1

Chronique du veilleur (46) : Paul de Roux

Il faut lire et relire Paul de Roux. « Je n'écris pas pour m'apporter des réponses mais pour être un peu moins mort par les questions que je me pose. », écrit-il en 1991 dans un de ses carnets.

Oui, ce sont des questions sans cesse reprises que les 5 volumes de carnets, les livres de poèmes, nous font entendre sur le ton inimitable d'une âme inquiète, sensible aux moindres variations de temps, aux froissements des feuillages, aux effleurements de la lumière. « Que cherchez-vous, ô mes inquiets  / battements de cœur ? » La réponse n'est qu'une nouvelle question, discrète, « entre deux mots » :

Tous les pas dans la rue
 pour les battements de cœur que l'on n'entend pas
-peut-être les aveugles entendent-ils avec les pas
de surprenantes expressions de ces passants inconnus
que nous non plus nous ne voyons pas
-assis à nos tables, buvant du thé, du vin
et de temps à autre, sur l'asphalte, un pas
fait reposer la tasse, le verre plus doucement peut-être
avec un silence entre deux mots.

 

 

Nul doute : Paul de Roux est le poète de l'impondérable, d'une solitude fragile, sensible à la voix presque inaudible de la terre, des heures de crépuscule, avec cette « lumière mouillée » qui semble les sertir miraculeusement, les rapprocher des peintures tant aimées du poète.

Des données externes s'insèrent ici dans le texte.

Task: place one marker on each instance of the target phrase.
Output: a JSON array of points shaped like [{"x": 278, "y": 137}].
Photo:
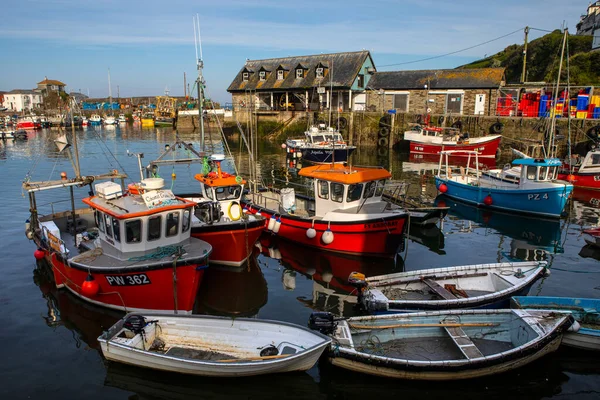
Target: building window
[
  {"x": 133, "y": 231},
  {"x": 154, "y": 225},
  {"x": 361, "y": 81},
  {"x": 400, "y": 102}
]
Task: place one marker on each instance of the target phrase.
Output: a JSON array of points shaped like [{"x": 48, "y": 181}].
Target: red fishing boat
[
  {"x": 348, "y": 214},
  {"x": 124, "y": 251},
  {"x": 432, "y": 140}
]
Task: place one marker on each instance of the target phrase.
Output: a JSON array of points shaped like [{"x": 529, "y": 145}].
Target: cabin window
[
  {"x": 380, "y": 186},
  {"x": 369, "y": 189},
  {"x": 100, "y": 221},
  {"x": 108, "y": 225},
  {"x": 185, "y": 224},
  {"x": 133, "y": 231},
  {"x": 172, "y": 223},
  {"x": 354, "y": 192},
  {"x": 154, "y": 225},
  {"x": 337, "y": 192},
  {"x": 324, "y": 190},
  {"x": 228, "y": 192},
  {"x": 116, "y": 229}
]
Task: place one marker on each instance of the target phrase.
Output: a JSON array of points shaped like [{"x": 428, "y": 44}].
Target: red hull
[
  {"x": 231, "y": 247},
  {"x": 378, "y": 238},
  {"x": 485, "y": 149},
  {"x": 156, "y": 295}
]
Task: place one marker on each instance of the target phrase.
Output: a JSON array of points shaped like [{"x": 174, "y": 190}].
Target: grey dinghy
[
  {"x": 212, "y": 346},
  {"x": 444, "y": 345},
  {"x": 468, "y": 286}
]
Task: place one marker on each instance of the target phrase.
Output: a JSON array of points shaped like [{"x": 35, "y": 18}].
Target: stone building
[
  {"x": 447, "y": 92},
  {"x": 304, "y": 83}
]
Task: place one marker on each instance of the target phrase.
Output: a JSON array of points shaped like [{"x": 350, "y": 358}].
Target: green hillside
[{"x": 543, "y": 56}]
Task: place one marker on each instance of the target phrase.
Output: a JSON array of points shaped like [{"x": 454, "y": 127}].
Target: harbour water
[{"x": 49, "y": 337}]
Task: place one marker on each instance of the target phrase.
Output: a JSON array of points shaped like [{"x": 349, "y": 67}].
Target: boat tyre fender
[
  {"x": 385, "y": 121},
  {"x": 234, "y": 211},
  {"x": 498, "y": 127},
  {"x": 593, "y": 133}
]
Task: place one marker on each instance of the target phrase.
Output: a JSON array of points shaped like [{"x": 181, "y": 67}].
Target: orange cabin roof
[{"x": 344, "y": 174}]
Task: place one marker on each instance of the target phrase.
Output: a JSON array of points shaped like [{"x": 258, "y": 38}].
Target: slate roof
[
  {"x": 475, "y": 78},
  {"x": 346, "y": 67}
]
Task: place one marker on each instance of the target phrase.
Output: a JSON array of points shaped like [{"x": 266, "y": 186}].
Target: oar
[
  {"x": 430, "y": 325},
  {"x": 255, "y": 358}
]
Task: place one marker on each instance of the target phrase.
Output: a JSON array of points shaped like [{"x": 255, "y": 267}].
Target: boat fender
[
  {"x": 234, "y": 211},
  {"x": 327, "y": 236},
  {"x": 575, "y": 326},
  {"x": 271, "y": 224},
  {"x": 277, "y": 225}
]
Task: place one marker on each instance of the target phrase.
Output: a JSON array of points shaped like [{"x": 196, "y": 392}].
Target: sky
[{"x": 149, "y": 45}]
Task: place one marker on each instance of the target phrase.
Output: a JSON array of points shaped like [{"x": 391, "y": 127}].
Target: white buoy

Paul de Roux est un contemplatif toujours en alerte, « un homme perclus d'hésitations ». Mais ces hésitations se traduisent, et peut-être se conjurent, en des poèmes d'un long murmure, souvent d'une phrase unique.

Paul de Roux, Les Pas, Le Silence qui roule, 16 euros.

 

 Et leur chant s'insinue en nous, avec le sentiment que le tragique de cette vie bouge doucement sous la surface, parfois grise et dure, des saisons et des heures.

Ce nuage qui passait, il n'attendait pas
que tu sortes du bureau pour que tu lui accordes
un regard attentif, et les mains de cet homme
qui frémissaient sur la table bientôt seraient rigides
-tu ne pourrais les saisir qu'en vain, ces mains
qui n'avaient pas peut-être besoin d'être serrées
mais de s'ouvrir pour te remettre un gage
-le nuage n'avait pas besoin de toi, mais toi
tu aurais eu besoin de retrouver la ville
avec des yeux rafraîchis par un nuage.

Une toile impressionniste, peut-être, continuellement tissée, sans couture, allant des notes de journal intime aux poèmes composés avec un sens de la pure harmonie... Il faut tout lire, autant dire aller à la rencontre d'un poète qui se retrancha peu à peu, par la maladie, de notre monde, avant de le quitter tout à fait en 2016. Il faut saluer la réédition de ce livre par Le Silence qui roule. Et partir à la découverte de tous les autres livres ! Le poème se pose sur la page comme un pétale de rose, délicat, translucide, prêt à s'échapper, « au milieu de la journée », et c'est merveille.

 

Soudain, au milieu de la journée
la lumière baisse, et jusqu'au point où indistincts
et fantasmagoriques les objets se confondent
et cette lumière si basse est jaune, comme soufrée
bien que venue d'un ciel où les nuages, du gris au bleuté
ne laissent à leur lisière qu'une roseur infime
-elle semble plus livide ainsi que le serait toute blancheur
et tout ce ciel sur la ville forme une grande rose :
la rose de l'orage qui ne veut pas distendre ses pétales
puis insensiblement l'ardoise des toits se raie :
il pleut et aucune goutte n'est perceptible encore.